A comprehensive summary of today’s judicial, legislative, and regulatory developments in agriculture and food. Email important additions HERE.
Judicial: Removal, Takings, Agency Decisions
In Buljic v. Tyson Foods, Inc., No. 21-1010, 2021 WL 6143549 (8th Cir. Dec. 30, 2021), Plaintiffs-Appellees are relatives of individuals who worked at the Tyson Foods pork processing facility in Waterloo, Iowa, contracted COVID-19, and later died. Defendants-Appellants are Tyson Foods, executives of Tyson Foods, and supervisors at Tyson’s Waterloo facility. Plaintiffs asserted claims for fraudulent misrepresentation and gross negligence, arguing that Tyson’s actions in March and April of 2020 caused their relatives’ deaths. Tyson removed both cases to federal court and now appeals the district court’s orders remanding them to state court. The court consolidated the two cases and affirmed the district court’s orders. The state court found that jurisdiction in the state court was appropriate because Tyson was not acting under a federal officer at the time that Plaintiffs’ relatives contracted COVID-19 and was therefore not eligible for removal under the federal officer removal statute.
In Campo v.
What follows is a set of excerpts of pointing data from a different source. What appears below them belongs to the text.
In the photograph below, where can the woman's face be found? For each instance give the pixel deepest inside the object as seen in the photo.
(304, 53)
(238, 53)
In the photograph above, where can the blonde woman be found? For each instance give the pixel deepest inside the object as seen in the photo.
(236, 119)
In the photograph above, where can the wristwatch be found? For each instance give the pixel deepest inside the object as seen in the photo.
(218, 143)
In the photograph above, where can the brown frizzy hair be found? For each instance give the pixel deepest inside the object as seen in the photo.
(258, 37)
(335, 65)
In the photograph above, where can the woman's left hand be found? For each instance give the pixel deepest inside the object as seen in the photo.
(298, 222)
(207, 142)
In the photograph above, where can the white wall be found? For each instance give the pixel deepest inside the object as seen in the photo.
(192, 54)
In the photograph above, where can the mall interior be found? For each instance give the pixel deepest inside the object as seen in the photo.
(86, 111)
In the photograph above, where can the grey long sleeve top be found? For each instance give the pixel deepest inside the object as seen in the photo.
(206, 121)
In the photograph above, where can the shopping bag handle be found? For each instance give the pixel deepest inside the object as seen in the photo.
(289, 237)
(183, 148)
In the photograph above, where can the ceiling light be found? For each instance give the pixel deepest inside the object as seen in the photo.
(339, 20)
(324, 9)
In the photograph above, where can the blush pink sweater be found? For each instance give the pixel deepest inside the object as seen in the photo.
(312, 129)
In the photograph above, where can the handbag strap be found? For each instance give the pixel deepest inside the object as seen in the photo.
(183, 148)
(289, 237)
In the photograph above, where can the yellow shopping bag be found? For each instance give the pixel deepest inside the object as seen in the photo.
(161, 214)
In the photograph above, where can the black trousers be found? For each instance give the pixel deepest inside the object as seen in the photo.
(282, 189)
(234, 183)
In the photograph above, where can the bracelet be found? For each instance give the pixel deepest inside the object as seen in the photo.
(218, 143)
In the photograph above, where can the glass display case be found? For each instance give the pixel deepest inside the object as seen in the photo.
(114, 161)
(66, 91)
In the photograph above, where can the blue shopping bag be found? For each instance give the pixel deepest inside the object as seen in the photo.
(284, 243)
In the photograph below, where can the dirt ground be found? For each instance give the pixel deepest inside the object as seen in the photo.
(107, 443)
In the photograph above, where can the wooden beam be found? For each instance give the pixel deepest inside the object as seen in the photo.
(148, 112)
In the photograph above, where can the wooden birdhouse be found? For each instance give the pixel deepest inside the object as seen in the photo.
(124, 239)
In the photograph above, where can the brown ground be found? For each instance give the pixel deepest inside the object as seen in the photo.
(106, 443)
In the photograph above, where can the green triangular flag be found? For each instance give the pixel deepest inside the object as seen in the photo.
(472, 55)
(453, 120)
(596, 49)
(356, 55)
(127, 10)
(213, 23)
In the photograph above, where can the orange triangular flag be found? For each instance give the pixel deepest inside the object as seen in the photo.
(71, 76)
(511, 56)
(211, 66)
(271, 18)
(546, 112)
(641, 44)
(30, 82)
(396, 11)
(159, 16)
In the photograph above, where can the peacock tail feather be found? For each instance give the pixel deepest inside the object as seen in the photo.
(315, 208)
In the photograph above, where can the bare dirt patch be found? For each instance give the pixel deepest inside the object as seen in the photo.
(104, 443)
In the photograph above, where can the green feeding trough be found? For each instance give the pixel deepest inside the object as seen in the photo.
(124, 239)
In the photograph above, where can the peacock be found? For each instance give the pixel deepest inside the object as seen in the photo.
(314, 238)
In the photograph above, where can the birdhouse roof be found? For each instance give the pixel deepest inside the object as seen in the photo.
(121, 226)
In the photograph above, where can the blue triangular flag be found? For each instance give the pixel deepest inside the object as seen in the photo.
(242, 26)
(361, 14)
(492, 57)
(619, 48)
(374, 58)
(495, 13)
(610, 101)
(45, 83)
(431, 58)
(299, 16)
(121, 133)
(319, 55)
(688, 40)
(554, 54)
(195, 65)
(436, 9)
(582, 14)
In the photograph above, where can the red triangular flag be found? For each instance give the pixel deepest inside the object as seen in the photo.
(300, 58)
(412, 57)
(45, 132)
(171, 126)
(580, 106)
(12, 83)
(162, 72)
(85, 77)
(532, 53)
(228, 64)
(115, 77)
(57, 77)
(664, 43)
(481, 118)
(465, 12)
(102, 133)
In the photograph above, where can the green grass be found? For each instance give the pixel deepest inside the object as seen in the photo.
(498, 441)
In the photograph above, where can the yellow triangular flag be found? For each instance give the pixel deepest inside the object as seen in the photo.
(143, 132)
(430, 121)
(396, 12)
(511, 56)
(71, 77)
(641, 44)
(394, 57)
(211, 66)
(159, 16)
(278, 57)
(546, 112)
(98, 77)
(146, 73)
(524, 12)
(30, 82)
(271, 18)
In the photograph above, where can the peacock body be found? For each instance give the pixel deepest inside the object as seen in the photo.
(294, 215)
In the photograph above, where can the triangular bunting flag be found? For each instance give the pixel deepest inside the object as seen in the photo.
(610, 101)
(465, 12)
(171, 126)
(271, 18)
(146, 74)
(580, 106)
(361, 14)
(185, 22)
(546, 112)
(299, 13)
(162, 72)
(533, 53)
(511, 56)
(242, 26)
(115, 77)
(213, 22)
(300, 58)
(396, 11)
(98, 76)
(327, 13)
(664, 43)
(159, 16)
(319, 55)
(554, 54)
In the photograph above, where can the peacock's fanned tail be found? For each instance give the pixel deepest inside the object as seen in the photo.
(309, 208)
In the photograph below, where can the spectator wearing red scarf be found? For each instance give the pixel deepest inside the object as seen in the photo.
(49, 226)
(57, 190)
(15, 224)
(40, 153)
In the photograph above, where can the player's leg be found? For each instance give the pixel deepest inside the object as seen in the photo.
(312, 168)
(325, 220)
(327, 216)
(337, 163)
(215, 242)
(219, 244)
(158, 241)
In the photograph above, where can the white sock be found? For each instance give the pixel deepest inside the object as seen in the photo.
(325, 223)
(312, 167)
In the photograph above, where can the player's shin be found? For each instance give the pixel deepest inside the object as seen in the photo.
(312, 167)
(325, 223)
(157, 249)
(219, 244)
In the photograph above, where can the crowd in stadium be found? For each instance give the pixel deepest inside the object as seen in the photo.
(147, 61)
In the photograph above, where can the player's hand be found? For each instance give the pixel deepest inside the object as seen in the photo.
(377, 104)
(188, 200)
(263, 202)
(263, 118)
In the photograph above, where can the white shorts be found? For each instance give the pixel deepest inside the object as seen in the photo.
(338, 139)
United States, No. 20-44, 2021 WL 6102151 (Fed. Cl. Dec. 23, 2021), the court considered whether the plaintiffs had a compensable property right in oysters. When the Bonnet Carré Spillway was opened in 2019, plaintiffs and the putative Class members claimed to have been deprived of the use, occupancy and enjoyment of their personal (oyster stock) and real (oyster beds and reefs) property, resulting in a permanent taking of their property for a public use, without payment of just compensation. The government argued that the plaintiffs had no compensable property rights in oysters and moved for dismissal.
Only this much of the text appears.